Although it should be noted that inflation will decrease the value of the settlement payments over time. Most structured settlements are not adjusted for inflation, so the payments stay the same even though the cost of living increases. That also means many structured settlement recipients would be better off selling the plan for cash and investing the cash in the stock market or an Individual Retirement Account (IRA).

If you’re planning to use your structured settlement as retirement income, you should definitely be aware of inflation. You may not get as much cash as you think because of it. Talk to a retirement planner because there are many retirement options, including tax deferred IRAs and Variable Annuities, that will pay a rate of return that beats inflation. 

Another concern you need to be aware of is taxes. If you sell a settlement for cash, you will have to report that cash as income on your income tax return. That means you might have to pay income tax on that money or a higher tax rate because of it.

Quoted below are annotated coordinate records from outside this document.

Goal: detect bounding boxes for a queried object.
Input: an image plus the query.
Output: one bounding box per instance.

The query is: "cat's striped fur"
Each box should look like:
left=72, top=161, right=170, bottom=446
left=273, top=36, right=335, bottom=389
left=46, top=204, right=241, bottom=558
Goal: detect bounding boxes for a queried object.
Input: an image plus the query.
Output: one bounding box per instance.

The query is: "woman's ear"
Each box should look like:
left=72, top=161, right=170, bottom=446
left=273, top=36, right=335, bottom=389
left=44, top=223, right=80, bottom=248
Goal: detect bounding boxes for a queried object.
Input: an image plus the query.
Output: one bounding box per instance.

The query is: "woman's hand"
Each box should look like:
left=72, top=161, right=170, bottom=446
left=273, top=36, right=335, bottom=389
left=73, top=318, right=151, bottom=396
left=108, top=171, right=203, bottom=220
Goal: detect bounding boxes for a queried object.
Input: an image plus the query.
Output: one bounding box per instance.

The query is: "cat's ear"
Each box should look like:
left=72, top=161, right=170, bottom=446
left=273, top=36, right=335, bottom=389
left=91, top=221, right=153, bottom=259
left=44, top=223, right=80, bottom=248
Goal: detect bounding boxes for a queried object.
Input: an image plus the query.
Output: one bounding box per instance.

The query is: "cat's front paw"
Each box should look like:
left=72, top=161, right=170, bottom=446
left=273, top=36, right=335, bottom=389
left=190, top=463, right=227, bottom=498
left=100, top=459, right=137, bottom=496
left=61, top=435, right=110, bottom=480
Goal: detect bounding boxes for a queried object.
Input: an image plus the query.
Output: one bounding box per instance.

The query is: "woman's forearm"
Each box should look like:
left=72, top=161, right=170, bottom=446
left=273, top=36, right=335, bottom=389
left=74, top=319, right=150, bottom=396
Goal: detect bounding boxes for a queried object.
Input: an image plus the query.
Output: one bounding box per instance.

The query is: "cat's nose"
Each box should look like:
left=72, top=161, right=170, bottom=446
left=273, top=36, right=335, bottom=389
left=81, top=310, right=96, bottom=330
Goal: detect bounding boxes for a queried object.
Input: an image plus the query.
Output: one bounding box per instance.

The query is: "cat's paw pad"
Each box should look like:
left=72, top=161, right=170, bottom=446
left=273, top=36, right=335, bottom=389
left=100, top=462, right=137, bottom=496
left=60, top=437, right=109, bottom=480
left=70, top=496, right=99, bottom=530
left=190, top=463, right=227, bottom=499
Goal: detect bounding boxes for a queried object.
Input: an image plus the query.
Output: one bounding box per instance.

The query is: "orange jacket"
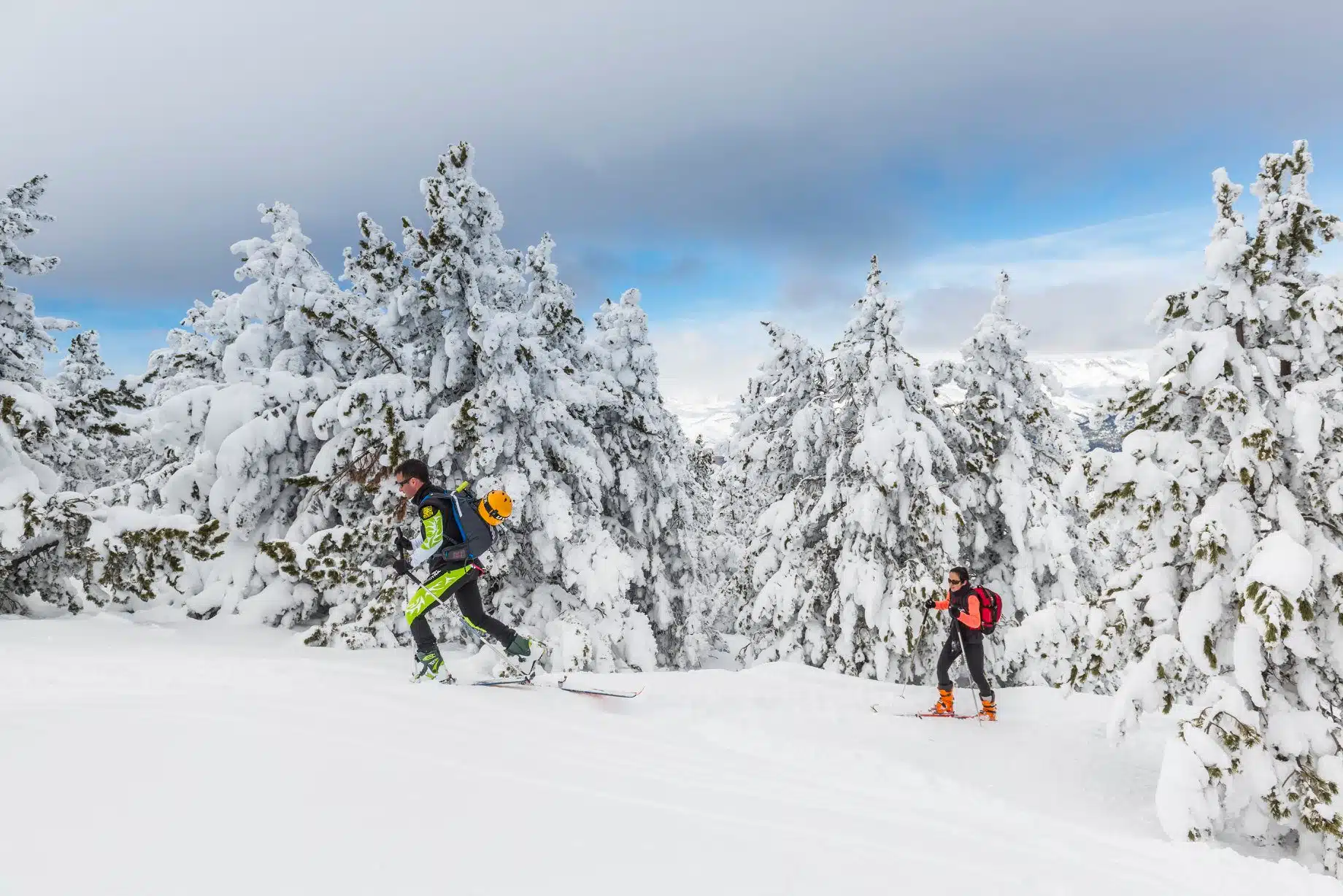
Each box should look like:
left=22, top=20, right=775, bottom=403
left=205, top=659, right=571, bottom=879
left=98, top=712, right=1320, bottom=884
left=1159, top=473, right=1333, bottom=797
left=932, top=588, right=983, bottom=629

The IRS might also reduce your income tax refund because of the structured settlement cash.

Selling a structured settlement can enable you to take control of your financial future. It can also give you the money you need to take advantage of business or investment opportunities, pay debts, or help your family. In many cases, a family can put itself in a better position by selling off a structured settlement.

One great way to do this is to use the cash from the settlement to pay off the mortgage on the family home. Another would be to purchase a rental property to use as an investment. Not only can rental properties generate additional income, but all expenses related to them are also tax deductible, so the family can reduce its tax bill.

A structured settlement isn’t always a good deal. In many cases, families and individuals will be better off with a lump sum of cash, even if they are facing financial problems. Structured settlements also make it hard for families to plan for the future.

Selling the settlement is a convenient and often sensible option that allows families and individuals to take control of their financial futures and make their own decisions. There is no need to live with a structured settlement that you no longer want when you can sell it for cash.